I'm looking to read from std::in
with a syntax as below (it is always int
, int
, int
, char[]
/str
). What would be the fastest way to parse the data into an int array[3]
and either a string or char
array.
#NumberOfLines(i.e.10000000)
1,2,2,'abc'
2,2,2,'abcd'
1,2,3,'ab'
...1M+ to 10M+ more lines, always in the form of (int,int,int,str)

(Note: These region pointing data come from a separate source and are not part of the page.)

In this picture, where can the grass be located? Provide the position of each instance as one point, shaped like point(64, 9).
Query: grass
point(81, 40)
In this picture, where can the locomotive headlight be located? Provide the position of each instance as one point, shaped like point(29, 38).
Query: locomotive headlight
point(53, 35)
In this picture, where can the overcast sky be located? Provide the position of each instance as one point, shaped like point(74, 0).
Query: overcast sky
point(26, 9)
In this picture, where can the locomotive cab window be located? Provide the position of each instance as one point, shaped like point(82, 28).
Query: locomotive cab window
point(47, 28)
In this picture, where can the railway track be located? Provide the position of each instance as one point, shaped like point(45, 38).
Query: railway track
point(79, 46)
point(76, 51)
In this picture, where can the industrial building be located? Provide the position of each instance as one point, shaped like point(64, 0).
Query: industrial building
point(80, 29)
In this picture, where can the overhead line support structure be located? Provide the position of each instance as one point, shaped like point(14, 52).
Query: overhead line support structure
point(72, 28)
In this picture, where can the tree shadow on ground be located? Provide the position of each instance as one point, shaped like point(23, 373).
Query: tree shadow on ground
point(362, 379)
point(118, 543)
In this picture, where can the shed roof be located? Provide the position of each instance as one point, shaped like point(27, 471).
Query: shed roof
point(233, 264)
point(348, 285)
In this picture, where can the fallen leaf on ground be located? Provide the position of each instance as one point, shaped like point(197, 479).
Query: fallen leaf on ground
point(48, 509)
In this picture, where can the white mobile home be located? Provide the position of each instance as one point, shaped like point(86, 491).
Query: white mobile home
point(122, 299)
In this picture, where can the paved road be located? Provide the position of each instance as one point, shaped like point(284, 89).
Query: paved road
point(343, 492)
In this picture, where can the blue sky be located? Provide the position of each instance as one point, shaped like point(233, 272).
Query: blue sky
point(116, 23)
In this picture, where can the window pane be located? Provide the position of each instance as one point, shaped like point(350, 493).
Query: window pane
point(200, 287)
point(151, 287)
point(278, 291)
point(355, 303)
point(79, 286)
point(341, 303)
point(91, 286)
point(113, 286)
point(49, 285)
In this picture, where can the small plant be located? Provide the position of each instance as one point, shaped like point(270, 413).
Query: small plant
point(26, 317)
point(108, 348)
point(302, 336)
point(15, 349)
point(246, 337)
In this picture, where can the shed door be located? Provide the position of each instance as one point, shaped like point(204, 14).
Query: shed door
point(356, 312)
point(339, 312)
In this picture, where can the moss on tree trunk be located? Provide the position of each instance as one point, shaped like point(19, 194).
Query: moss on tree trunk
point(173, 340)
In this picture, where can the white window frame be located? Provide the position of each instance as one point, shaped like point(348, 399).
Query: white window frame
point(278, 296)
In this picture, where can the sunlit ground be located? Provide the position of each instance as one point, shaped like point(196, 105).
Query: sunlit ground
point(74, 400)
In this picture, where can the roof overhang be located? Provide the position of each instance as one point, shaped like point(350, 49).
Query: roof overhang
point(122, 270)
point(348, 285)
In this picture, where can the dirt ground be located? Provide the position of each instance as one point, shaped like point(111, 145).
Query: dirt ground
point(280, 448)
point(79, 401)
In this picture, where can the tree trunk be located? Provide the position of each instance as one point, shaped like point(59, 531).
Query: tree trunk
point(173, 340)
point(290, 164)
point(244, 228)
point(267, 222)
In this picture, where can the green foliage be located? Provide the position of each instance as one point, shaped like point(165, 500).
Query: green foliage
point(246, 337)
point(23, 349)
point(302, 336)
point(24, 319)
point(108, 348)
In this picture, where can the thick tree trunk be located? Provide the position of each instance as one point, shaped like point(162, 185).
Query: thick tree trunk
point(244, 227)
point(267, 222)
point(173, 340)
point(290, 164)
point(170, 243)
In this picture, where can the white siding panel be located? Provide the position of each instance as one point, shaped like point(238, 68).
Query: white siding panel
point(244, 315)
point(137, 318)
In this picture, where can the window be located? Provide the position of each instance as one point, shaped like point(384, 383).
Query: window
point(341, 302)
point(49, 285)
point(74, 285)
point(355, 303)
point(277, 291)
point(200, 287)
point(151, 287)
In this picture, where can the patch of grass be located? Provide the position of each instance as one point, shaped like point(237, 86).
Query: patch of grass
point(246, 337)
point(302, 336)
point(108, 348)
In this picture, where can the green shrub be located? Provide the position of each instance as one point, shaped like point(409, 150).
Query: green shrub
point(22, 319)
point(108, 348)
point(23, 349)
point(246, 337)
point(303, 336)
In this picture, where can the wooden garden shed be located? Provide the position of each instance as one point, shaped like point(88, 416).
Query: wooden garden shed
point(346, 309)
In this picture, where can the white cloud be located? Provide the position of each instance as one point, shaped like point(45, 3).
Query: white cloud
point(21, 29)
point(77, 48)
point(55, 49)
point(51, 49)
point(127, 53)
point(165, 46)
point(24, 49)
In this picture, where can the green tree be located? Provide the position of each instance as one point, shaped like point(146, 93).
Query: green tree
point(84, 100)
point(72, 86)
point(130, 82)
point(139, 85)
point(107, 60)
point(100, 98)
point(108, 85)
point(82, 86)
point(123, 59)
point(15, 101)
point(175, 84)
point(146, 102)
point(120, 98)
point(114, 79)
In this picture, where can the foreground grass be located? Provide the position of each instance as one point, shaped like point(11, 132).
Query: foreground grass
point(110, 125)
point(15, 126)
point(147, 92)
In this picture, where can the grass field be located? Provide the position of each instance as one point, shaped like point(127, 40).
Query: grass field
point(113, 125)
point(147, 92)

At the moment, I'm doing something along the lines of.
//unsync stdio
std::ios_base::sync_with_stdio (false);
std::cin.tie(NULL);
//read from cin
for(i in amount of lines in stdin){
getline(cin,str);
if(i<3){
int commaindex = str.find(',');
string substring = str.substr(0,commaindex);
array[i]=atoi(substring.c_str());
str.erase(0,commaindex+1)
}else{
label = str;
}
//assign array and label to other stuff and do other stuff, repeat
}
I'm quite new to C++ and recently learned profiling with Visual Studio however not the best at interpreting it. IO takes up 68.2% and kernel takes 15.8% of CPU usage. getline()
covers 35.66% of the elapsed inclusive time.
Is there any way I can do something similar to reading large chunks at once to avoid calling getline()
as much? I've been told fgets()
is much faster, however, I'm unsure of how to use it when I cannot predict the number of characters to specify.
I've attempted to use scanf
as follows, however it was slower than getline
method. Also have used `stringstreams, but that was incredibly slow.
scanf("%i,%i,%i,%s",&array[0],&array[1],&array[2],str);
Also if it matters, it is run on a server with low memory available. I think reading the entire input to buffer would not be viable? Thanks!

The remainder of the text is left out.